A big chunk of the trial focused on the issue of channel blackouts, and the extent to which they are used as threats in carriage negotiations. AT&T and Time Warner, though, attacked the government’s premise, and argued that a Turner blackout actually would do more harm than good because of the potential loss of subscriber fees and ad revenue.
In its appellate filing, the DOJ took issue with Leon’s finding that Turner “would not be incentivized to actually engage in a long-term blackout with a distributor.”
Justice Department attorneys wrote that “this fundamental economic insight, which the district court rejected, does not depend on Turner’s actually blacking out certain distributors post-merger. Instead, because the merger makes the combined AT&T/Time Warner less vulnerable to economic harm in the event no deal is struck (because AT&T’s DirecTV will gain subscribers who switch away from distributor-competitors), the merged firm can and will credibly hold out for higher fees than before the merger.

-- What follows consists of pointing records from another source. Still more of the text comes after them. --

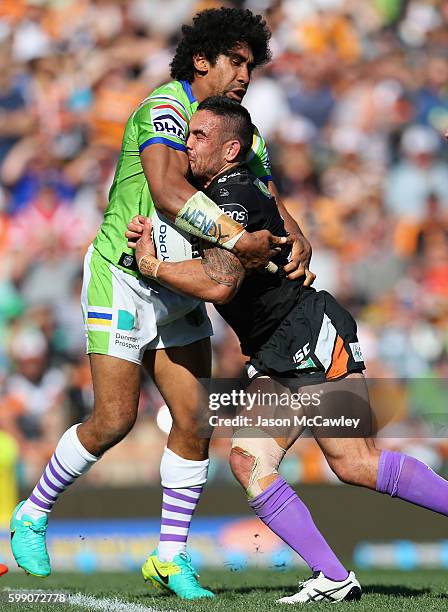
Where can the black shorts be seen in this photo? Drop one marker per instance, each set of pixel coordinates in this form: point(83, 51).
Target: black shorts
point(315, 342)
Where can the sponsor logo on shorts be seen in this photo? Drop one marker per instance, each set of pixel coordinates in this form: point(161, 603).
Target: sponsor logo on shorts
point(126, 320)
point(126, 341)
point(99, 318)
point(356, 351)
point(301, 353)
point(307, 363)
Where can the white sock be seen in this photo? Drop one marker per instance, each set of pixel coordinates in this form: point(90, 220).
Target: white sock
point(69, 460)
point(182, 481)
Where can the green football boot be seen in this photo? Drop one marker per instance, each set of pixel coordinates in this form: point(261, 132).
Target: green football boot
point(178, 576)
point(28, 544)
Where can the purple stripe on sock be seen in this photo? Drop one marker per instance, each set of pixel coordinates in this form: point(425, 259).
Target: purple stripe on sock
point(181, 496)
point(171, 508)
point(171, 537)
point(175, 523)
point(57, 489)
point(63, 468)
point(44, 494)
point(40, 503)
point(57, 475)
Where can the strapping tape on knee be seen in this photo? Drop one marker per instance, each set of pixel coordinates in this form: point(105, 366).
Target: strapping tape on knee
point(267, 455)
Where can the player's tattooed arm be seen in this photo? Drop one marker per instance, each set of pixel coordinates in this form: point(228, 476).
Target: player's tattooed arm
point(223, 267)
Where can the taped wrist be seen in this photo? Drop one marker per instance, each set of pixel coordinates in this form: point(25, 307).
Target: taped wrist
point(148, 266)
point(201, 217)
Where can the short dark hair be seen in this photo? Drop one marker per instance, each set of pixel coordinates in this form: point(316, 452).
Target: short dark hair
point(216, 32)
point(237, 121)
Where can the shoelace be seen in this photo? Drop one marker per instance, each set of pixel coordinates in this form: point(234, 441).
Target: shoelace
point(191, 573)
point(305, 582)
point(36, 544)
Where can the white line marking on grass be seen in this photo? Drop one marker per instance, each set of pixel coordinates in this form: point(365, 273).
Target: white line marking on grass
point(95, 603)
point(110, 605)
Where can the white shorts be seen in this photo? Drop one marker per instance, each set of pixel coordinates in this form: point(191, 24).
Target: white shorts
point(124, 316)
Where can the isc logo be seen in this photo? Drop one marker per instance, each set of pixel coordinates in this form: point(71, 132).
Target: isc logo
point(301, 353)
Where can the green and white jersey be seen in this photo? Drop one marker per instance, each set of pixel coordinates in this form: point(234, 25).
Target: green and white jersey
point(162, 118)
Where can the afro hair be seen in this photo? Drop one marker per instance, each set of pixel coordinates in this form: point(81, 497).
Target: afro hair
point(215, 32)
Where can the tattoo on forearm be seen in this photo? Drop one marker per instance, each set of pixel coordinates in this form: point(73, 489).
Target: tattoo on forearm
point(148, 266)
point(223, 267)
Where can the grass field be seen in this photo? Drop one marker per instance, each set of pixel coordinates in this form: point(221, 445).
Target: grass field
point(244, 591)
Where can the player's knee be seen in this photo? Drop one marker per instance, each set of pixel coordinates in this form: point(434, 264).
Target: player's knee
point(253, 459)
point(353, 470)
point(241, 464)
point(108, 433)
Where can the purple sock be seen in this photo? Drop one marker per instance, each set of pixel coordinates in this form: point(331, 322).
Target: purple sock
point(285, 514)
point(412, 480)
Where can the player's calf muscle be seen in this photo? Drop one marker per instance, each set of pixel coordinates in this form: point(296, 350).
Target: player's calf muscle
point(116, 384)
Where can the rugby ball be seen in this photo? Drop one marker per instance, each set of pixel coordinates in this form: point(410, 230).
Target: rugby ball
point(171, 243)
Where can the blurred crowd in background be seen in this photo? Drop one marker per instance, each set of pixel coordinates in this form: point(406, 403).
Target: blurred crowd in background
point(353, 107)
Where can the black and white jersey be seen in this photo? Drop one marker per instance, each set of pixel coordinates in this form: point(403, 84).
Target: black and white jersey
point(264, 299)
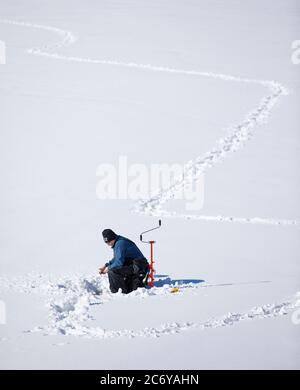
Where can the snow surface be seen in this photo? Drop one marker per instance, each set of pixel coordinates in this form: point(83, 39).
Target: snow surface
point(159, 81)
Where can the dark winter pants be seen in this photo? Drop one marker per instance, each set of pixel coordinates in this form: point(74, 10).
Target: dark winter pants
point(129, 277)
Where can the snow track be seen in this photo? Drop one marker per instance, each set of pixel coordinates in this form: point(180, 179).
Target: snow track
point(70, 299)
point(238, 135)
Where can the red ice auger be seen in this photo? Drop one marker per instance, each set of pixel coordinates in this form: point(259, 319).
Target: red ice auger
point(151, 271)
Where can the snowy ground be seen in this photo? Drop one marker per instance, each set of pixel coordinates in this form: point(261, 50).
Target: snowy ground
point(160, 82)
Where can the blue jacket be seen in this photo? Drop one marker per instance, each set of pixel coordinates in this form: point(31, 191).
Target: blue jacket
point(124, 249)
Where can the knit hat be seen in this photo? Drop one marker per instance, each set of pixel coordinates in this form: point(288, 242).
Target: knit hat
point(109, 235)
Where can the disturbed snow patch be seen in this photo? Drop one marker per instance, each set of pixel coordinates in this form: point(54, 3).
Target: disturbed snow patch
point(69, 300)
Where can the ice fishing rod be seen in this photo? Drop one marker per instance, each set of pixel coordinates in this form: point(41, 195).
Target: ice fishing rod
point(151, 270)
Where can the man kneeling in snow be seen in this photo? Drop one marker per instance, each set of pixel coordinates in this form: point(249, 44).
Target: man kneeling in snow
point(129, 268)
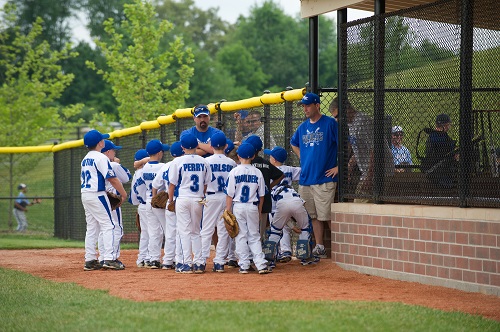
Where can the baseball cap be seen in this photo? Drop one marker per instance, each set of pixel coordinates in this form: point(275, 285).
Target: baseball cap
point(176, 149)
point(277, 153)
point(218, 140)
point(397, 129)
point(93, 137)
point(309, 98)
point(246, 150)
point(255, 141)
point(108, 145)
point(154, 146)
point(140, 154)
point(442, 119)
point(230, 146)
point(189, 141)
point(202, 109)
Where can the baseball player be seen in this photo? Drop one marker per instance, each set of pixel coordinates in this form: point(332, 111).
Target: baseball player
point(160, 183)
point(95, 169)
point(139, 198)
point(221, 165)
point(277, 157)
point(124, 176)
point(245, 190)
point(191, 173)
point(155, 217)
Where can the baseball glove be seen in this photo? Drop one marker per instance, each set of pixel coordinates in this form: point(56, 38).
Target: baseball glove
point(171, 206)
point(114, 199)
point(230, 223)
point(160, 200)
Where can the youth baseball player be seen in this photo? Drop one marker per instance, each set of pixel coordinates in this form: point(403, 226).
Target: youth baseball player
point(221, 165)
point(138, 198)
point(160, 183)
point(191, 173)
point(245, 190)
point(155, 217)
point(123, 174)
point(95, 170)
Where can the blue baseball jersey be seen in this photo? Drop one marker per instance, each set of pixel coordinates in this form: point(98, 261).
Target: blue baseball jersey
point(318, 149)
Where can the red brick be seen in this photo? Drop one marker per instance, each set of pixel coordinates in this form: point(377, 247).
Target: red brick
point(456, 274)
point(475, 265)
point(469, 276)
point(425, 235)
point(469, 251)
point(377, 263)
point(475, 239)
point(420, 269)
point(403, 233)
point(431, 271)
point(437, 236)
point(456, 250)
point(443, 272)
point(483, 278)
point(462, 238)
point(409, 267)
point(408, 222)
point(490, 266)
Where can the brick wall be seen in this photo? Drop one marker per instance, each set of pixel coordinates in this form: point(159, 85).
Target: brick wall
point(445, 246)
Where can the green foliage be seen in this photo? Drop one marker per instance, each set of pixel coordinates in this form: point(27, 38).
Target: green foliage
point(140, 73)
point(55, 306)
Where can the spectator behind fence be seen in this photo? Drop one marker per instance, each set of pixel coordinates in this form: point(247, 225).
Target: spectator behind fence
point(440, 162)
point(401, 154)
point(254, 127)
point(361, 135)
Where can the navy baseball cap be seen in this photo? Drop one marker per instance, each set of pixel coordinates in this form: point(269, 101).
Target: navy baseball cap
point(218, 140)
point(230, 146)
point(140, 154)
point(255, 141)
point(201, 110)
point(309, 98)
point(246, 150)
point(176, 149)
point(277, 153)
point(108, 145)
point(93, 137)
point(154, 146)
point(189, 141)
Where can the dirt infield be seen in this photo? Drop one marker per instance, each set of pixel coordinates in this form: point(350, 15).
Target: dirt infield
point(290, 281)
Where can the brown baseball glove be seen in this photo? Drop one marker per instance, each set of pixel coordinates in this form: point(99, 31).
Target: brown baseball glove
point(171, 206)
point(160, 200)
point(231, 223)
point(114, 199)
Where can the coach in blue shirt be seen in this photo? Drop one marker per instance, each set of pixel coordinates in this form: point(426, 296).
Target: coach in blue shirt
point(315, 143)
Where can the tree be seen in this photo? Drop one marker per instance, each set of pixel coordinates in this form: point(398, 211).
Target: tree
point(32, 83)
point(142, 76)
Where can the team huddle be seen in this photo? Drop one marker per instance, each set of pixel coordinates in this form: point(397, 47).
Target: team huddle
point(204, 181)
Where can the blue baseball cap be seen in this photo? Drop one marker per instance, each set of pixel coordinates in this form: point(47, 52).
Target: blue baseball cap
point(201, 110)
point(189, 141)
point(255, 141)
point(246, 150)
point(277, 153)
point(176, 149)
point(309, 98)
point(140, 154)
point(108, 145)
point(230, 146)
point(218, 140)
point(154, 146)
point(93, 137)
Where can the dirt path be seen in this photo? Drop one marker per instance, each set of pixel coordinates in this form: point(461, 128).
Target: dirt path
point(290, 281)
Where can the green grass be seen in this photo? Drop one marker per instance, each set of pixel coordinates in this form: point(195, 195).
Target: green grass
point(34, 304)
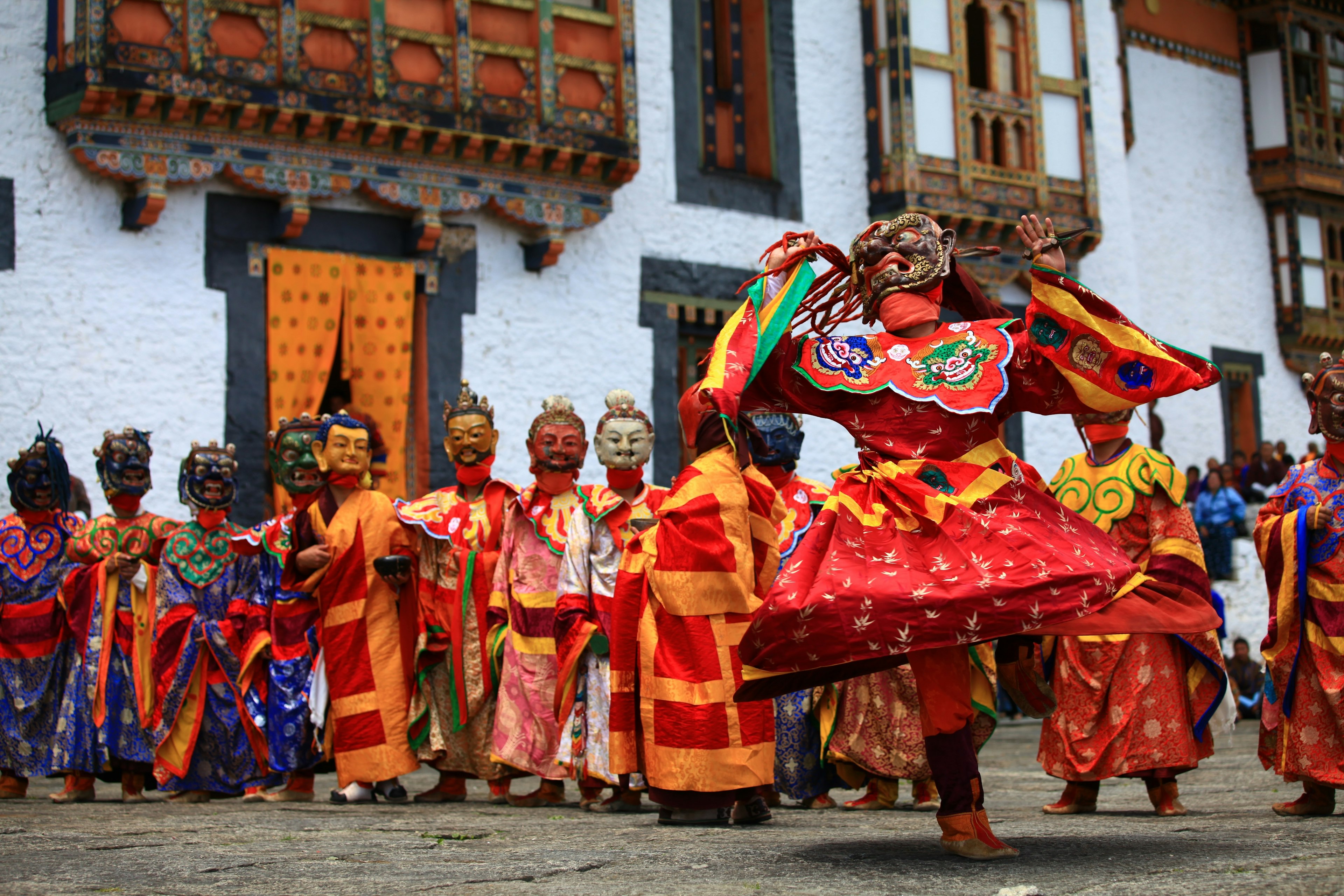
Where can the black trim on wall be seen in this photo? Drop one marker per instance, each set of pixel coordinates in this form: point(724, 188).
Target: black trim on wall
point(6, 224)
point(781, 198)
point(680, 279)
point(1257, 363)
point(232, 224)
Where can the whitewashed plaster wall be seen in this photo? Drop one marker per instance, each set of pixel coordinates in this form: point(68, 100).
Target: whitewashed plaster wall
point(1186, 248)
point(574, 327)
point(101, 328)
point(105, 328)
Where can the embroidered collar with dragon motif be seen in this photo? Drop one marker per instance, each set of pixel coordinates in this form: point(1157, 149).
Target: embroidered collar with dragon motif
point(108, 535)
point(29, 547)
point(201, 556)
point(961, 367)
point(1107, 493)
point(550, 514)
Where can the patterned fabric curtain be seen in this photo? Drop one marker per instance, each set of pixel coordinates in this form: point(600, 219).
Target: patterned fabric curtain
point(303, 323)
point(312, 300)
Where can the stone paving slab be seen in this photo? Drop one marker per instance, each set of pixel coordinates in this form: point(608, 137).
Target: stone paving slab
point(1229, 844)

“The possibility of a blackout is the key to leverage, and witness testimony established that industry participants plan for blackouts and project the costs even though such breakdowns in negotiations are rare.”
Leon also found the government’s bargaining model — which showed that pay TV subscribers would see a price increase in their monthly bills because of the merger — unconvincing.
The Justice Department, though, said that Leon’s criticisms were misguided.
The DOJ said that “the ‘assumption’ the court criticized was the fundamental economic principle, recognized in case law, that the merged firm would maximize its corporate-wide profits (rather than instruct Turner and DirecTV to operate independently at the expense of overall profits to the parent corporation). This basic economic axiom of corporate-wide profit maximization forms the basis for much of corporate and antitrust law.”
Under the proposed schedule, the DOJ’s opening brief would be due on Aug. 6, and AT&T’s answer would be due on Sept. 20.
AT&T and Time Warner completed the merger two days after Leon’s decision. Time Warner was rebranded as WarnerMedia.